Slow Fashion October, Week 3: Handmade

This week’s Slow Fashion October prompt went in a lot of different directions, so we each chose our favorite and wrote our take on it.

How do you understand your style, choose projects well, advance your skills, get the right fit, and keep things interesting and long-lasting at the same time. What are your go-to patterns and most successful garments.

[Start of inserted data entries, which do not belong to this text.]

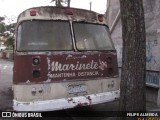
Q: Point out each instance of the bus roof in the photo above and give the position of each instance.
(61, 13)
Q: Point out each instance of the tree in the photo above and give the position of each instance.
(59, 3)
(132, 96)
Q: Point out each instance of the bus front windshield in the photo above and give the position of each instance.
(44, 35)
(92, 37)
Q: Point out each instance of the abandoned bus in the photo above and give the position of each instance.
(64, 57)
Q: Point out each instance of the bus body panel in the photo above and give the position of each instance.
(64, 66)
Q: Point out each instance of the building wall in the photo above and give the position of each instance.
(152, 24)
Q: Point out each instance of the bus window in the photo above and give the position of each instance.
(92, 37)
(44, 35)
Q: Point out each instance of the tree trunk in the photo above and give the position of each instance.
(132, 96)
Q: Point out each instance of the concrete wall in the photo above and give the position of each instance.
(152, 18)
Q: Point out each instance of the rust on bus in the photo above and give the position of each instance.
(65, 66)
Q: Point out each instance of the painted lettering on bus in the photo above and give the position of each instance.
(56, 66)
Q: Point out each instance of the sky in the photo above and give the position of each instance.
(12, 8)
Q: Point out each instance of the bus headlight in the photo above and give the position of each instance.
(109, 60)
(33, 91)
(112, 83)
(110, 70)
(36, 61)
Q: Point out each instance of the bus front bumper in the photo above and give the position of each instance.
(64, 103)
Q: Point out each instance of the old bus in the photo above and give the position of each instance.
(64, 57)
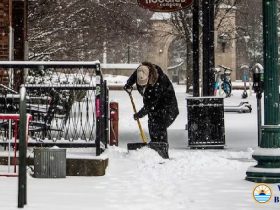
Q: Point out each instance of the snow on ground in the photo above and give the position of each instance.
(142, 180)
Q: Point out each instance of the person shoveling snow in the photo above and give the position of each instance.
(160, 103)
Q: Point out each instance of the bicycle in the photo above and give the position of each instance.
(223, 81)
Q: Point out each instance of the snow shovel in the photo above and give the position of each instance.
(160, 147)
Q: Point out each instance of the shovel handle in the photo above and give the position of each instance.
(142, 134)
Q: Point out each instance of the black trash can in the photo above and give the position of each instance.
(206, 122)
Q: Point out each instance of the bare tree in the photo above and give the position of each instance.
(78, 29)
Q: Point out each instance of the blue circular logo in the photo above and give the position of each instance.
(262, 193)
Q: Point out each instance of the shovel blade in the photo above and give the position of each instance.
(160, 147)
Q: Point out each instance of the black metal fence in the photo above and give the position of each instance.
(68, 102)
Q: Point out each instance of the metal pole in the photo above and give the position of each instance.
(268, 167)
(98, 108)
(259, 116)
(208, 48)
(22, 191)
(196, 48)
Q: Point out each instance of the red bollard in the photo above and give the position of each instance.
(114, 124)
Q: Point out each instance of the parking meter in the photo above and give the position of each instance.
(258, 79)
(245, 71)
(258, 86)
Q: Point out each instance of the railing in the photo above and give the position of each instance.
(68, 102)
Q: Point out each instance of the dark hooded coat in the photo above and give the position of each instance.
(159, 98)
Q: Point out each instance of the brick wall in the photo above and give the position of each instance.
(4, 37)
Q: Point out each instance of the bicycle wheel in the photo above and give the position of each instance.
(226, 86)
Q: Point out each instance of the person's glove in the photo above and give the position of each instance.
(128, 88)
(136, 116)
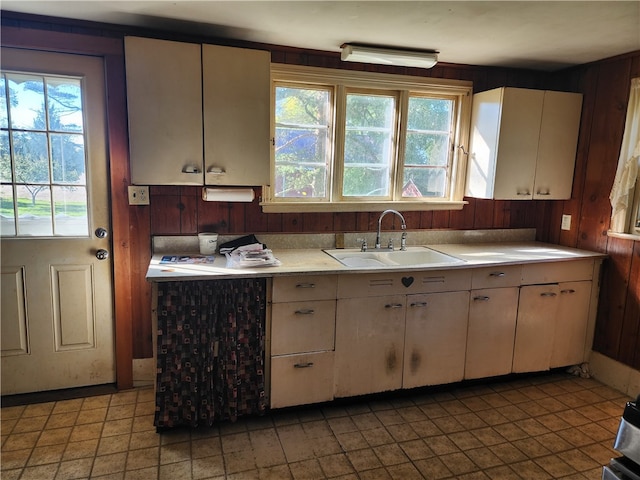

How do you avoid mindless acquisition of yarn and fabric, or making “too much.” How do you make time and space for making — and why?

Rachel’s Take

How do you keep things interesting and long-lasting at the same time?

I’ve never been into fashion or fashion trends.  The closest I get is getting excited when something knit-wear related goes into fashion, like how it is now acceptable to show off your socks over your leggings in your boots in the winter.  Hell to the yes, I will do that.  I build my wardrobe around what I like and what works for me.  My style might evolve over time, but it doesn’t change drastically year to year and the same wardrobe can carry me through many seasons.  Like I mentioned last week, I don’t get rid of things when I get bored of them, only when they get worn out beyond repair or no longer fit.  I rarely get bored of my wardrobe, but when I do, usually adding a piece or two that can work with several other things I already own can work wonders.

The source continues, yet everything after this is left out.